J'étais encore trop optimiste. La hausse de la T.V.A. arrive maintenant.
d'ailleurs, pour prolonger votre reflexion, on annonce les hausses d'impots AVANT les elections, maintenant, lol. C'est dire ... !
Ce n'est qu'en février que je viens de retourner sur tes chroniques. Merci de les avoir reprises.
Les besoins grandissants de nos Etats à financer leurs dispendieuses incuries, vont même jusqu'à augmenter les impôts en période pré-électorale en France pour ne parler que de ce pays. On est loin du modèle suisse où c'est le peuple qui décide des impôts, en ayant pris soin d'interdire les déficits publics structurels.
Mais ce qui m'inquiète plus et me donne le vertige, c'est la disparition programmée des "paradis fiscaux" et ce avec l'appui implicite des opinions publiques. Si le secret bancaire disparaît dans un pays comme la Suisse, c'est aussi quelque part l'entrepreneuriat de demain. Car si les individus lambda d'un pays acceptent sans broncher de se faire tondre par l'Etat dans l'illusion d'une protection sociale, je ne pense pas que les "riches" vont accepter d le faire longtemps. Avant ils pouvaient mettre leurs capitaux à l'abri de l'insécurité financière que devient un Etat qui ne pense qu'à satisfaire une clientèle électorale de court terme en le cantonnant dans des paradis fiscaux. Car le moteur du capitalisme (du moins pour la grande majorité d'entre ses possesseurs) c'est de pouvoir léguer un patrimoine à une descendance en l'augmentant de générations en générations. L'empêcher (définitivement ?) c'est macro-économiquement tuer le capitalisme. Peut-il y avoir un entrepreneuriat étatique ? L'Histoire montre que non. Et sans lui plus de croissance et plus d'emplois nouveaux. Le dépérissement. Et là j'ai le vertige. Et je suis sur que c'est lié à l'accroissement sans vergogne de la part des Etats des taxes et impôts, sur des populations captives. Esclaves .

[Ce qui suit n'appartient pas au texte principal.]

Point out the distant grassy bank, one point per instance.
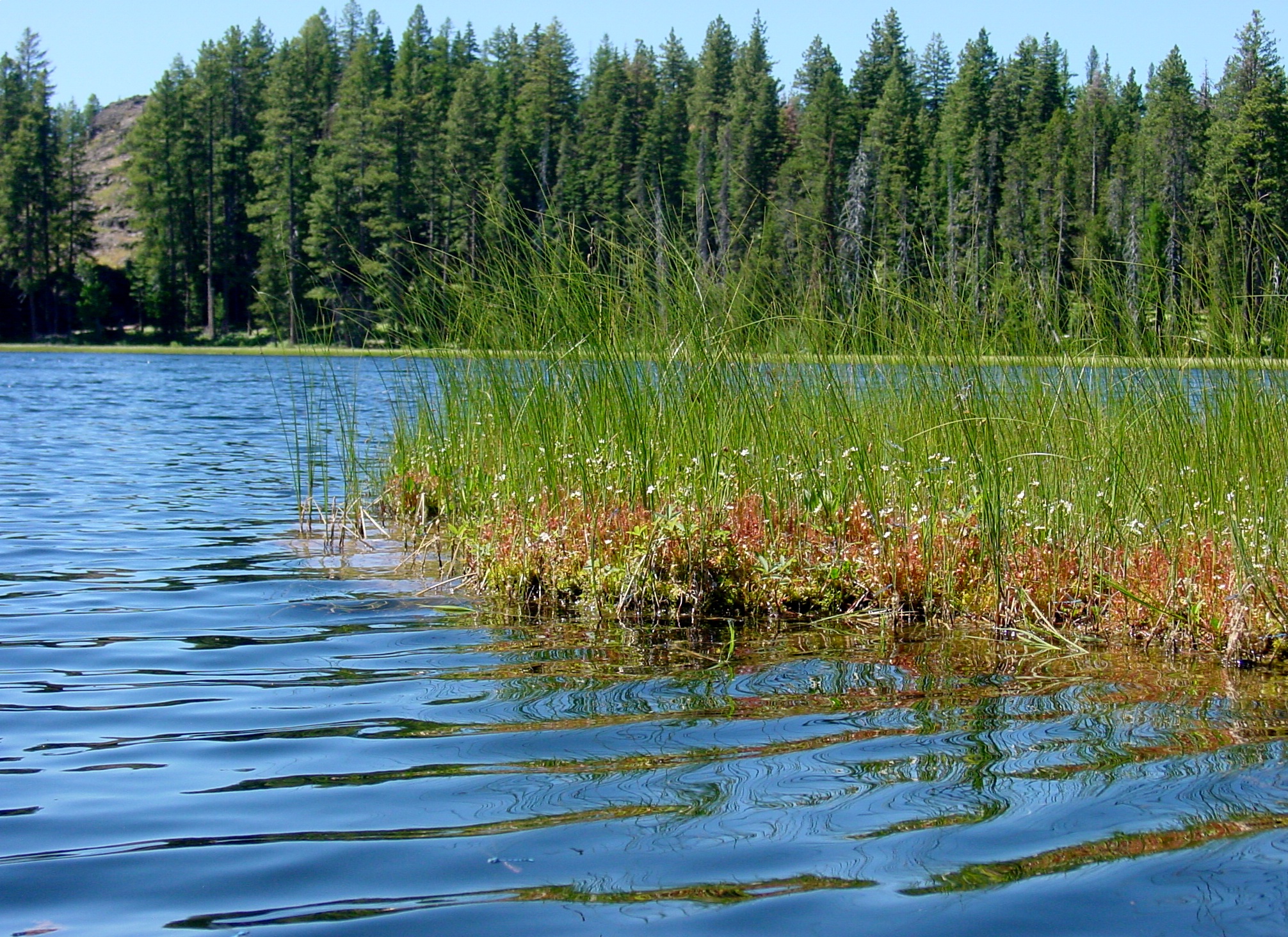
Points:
(693, 454)
(197, 349)
(1080, 361)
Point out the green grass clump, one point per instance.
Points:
(646, 456)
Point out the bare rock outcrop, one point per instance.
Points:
(115, 235)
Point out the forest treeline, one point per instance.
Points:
(308, 187)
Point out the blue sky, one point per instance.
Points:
(117, 48)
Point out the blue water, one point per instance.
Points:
(206, 724)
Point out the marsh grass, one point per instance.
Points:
(672, 445)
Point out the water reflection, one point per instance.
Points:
(207, 729)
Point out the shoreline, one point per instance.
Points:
(875, 360)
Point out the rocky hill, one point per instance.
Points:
(104, 164)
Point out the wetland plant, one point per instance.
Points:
(609, 443)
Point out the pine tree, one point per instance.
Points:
(825, 150)
(348, 212)
(1172, 159)
(755, 132)
(607, 150)
(1247, 172)
(229, 97)
(712, 150)
(166, 192)
(934, 75)
(888, 52)
(893, 143)
(298, 98)
(664, 151)
(968, 169)
(545, 108)
(471, 134)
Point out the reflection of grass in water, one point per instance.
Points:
(934, 823)
(1120, 846)
(719, 893)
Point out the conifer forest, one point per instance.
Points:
(324, 186)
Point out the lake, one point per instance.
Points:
(207, 724)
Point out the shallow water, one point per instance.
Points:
(206, 726)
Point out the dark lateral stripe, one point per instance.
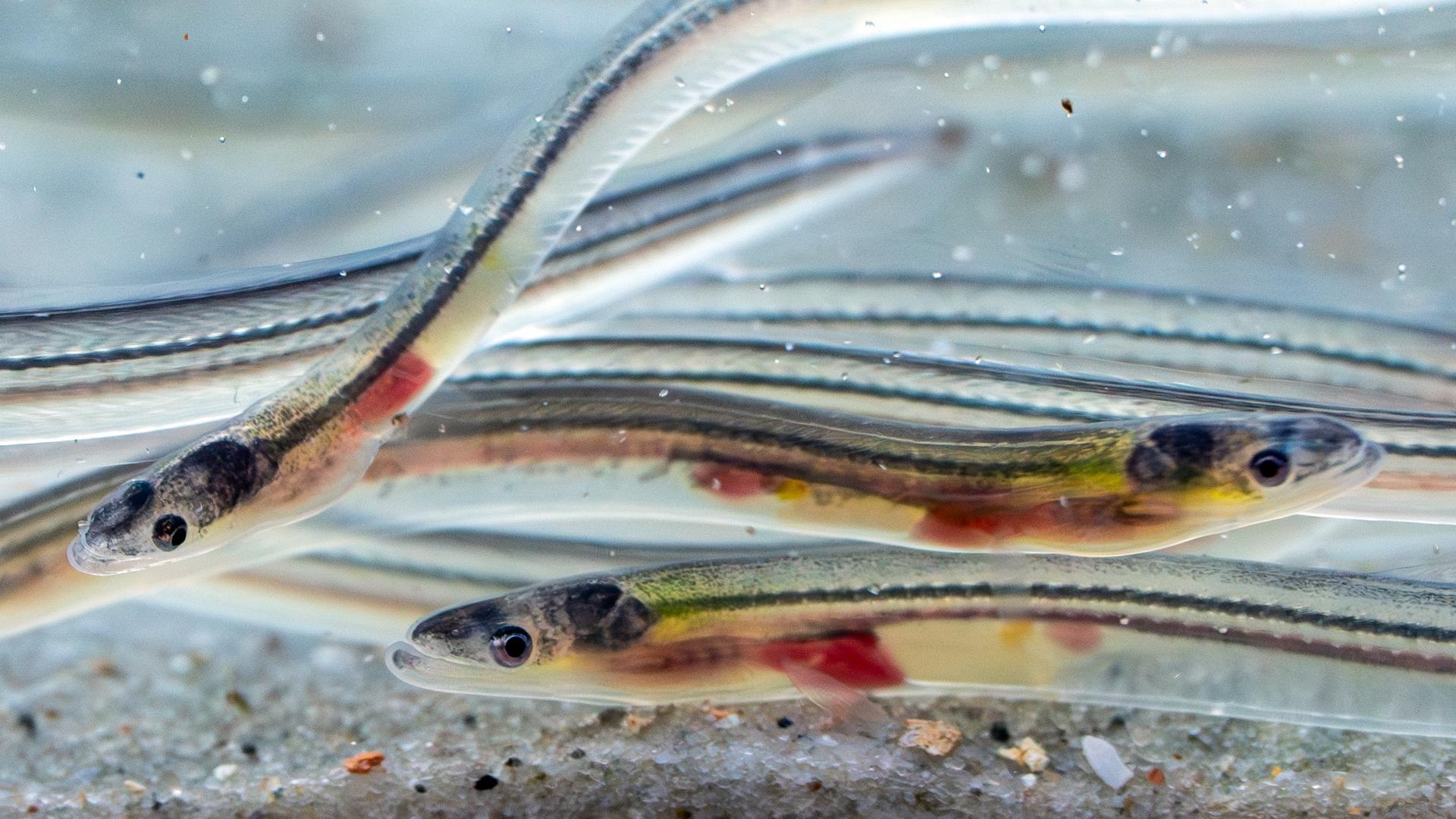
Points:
(934, 319)
(859, 447)
(576, 108)
(161, 349)
(1270, 613)
(786, 164)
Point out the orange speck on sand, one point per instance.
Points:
(1079, 637)
(364, 761)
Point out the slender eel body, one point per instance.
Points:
(228, 347)
(647, 453)
(1153, 632)
(297, 450)
(691, 457)
(1279, 349)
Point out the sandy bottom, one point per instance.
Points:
(143, 711)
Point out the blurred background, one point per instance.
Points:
(166, 143)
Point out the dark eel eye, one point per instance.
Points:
(169, 532)
(1270, 466)
(510, 646)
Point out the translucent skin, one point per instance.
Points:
(313, 439)
(1153, 632)
(1095, 488)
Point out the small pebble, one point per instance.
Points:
(637, 723)
(1106, 763)
(932, 736)
(1028, 754)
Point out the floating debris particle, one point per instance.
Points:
(637, 723)
(932, 736)
(237, 700)
(1028, 754)
(1106, 761)
(364, 761)
(487, 783)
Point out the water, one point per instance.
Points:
(1305, 165)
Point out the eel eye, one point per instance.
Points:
(169, 532)
(510, 646)
(1270, 466)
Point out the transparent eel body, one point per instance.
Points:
(1416, 482)
(256, 330)
(299, 449)
(1155, 632)
(1088, 327)
(695, 457)
(354, 580)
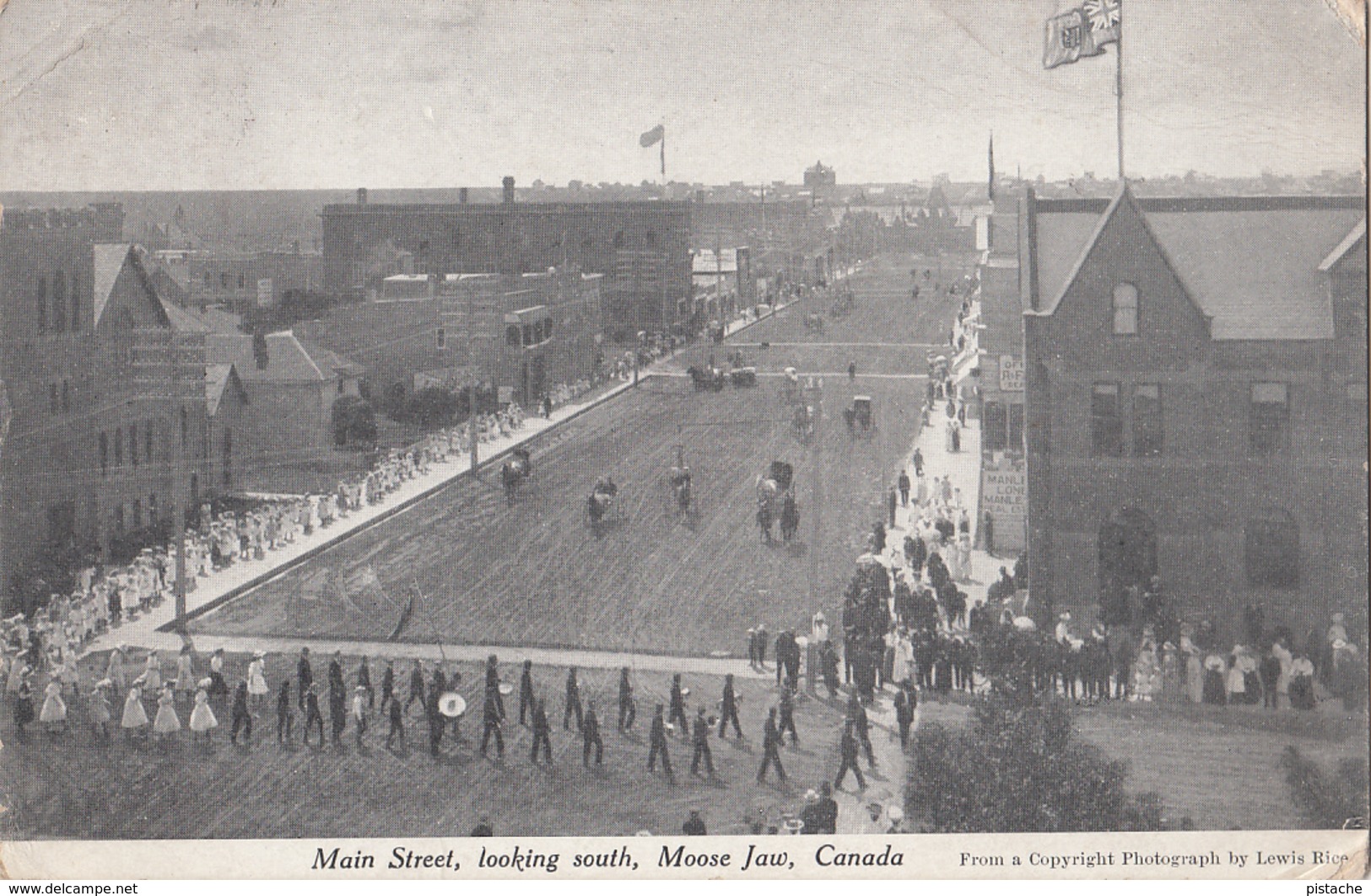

Je partage tout ce qui est dit mais je serais plus critique sur la phrase suivante :
"c’est notre incapacité structurelle à maîtriser les finances publiques qui compromet encore et toujours le retour de notre croissance"
Je dirai que l'argent pris aux citoyens par le biais des impôts les place dans l'incapacité à créer de la richesse supplémentaire et se trouve être destructeur de richesses.
Créer de la monnaie par la planche à billets (emprunts publics) n'a jamais permis d'augmenter la capacité à produire de la richesse. L'augmentation ou la stabilité des impôts est synonyme de perte de croissance en limitant les échanges susceptibles de créer de la richesse... et par voie de conséquence d'améliorer l'employabilité.
Aussi ce n'est pas la maitrise des dépenses publiques qu'il faut viser pour avoir un retour de la croissance, mais bien réduire les dépenses publiques tout en libérant l'économie de la pesanteur du droit du travail (rappelons le classement de Heritage foundation : 67ème, avec en plus une perte de points).
Bonjour Patrick, avant de pouvoir baisser le niveau des dépenses publiques, encore faut-il en reprendre le contrôle et neutraliser tous les facteurs qui conduisent à sa progression incessante.
¡Hola, qué alegría! Pensez à utiliser des subordonnées multiples et variées... nous traduisons vos textes en cours!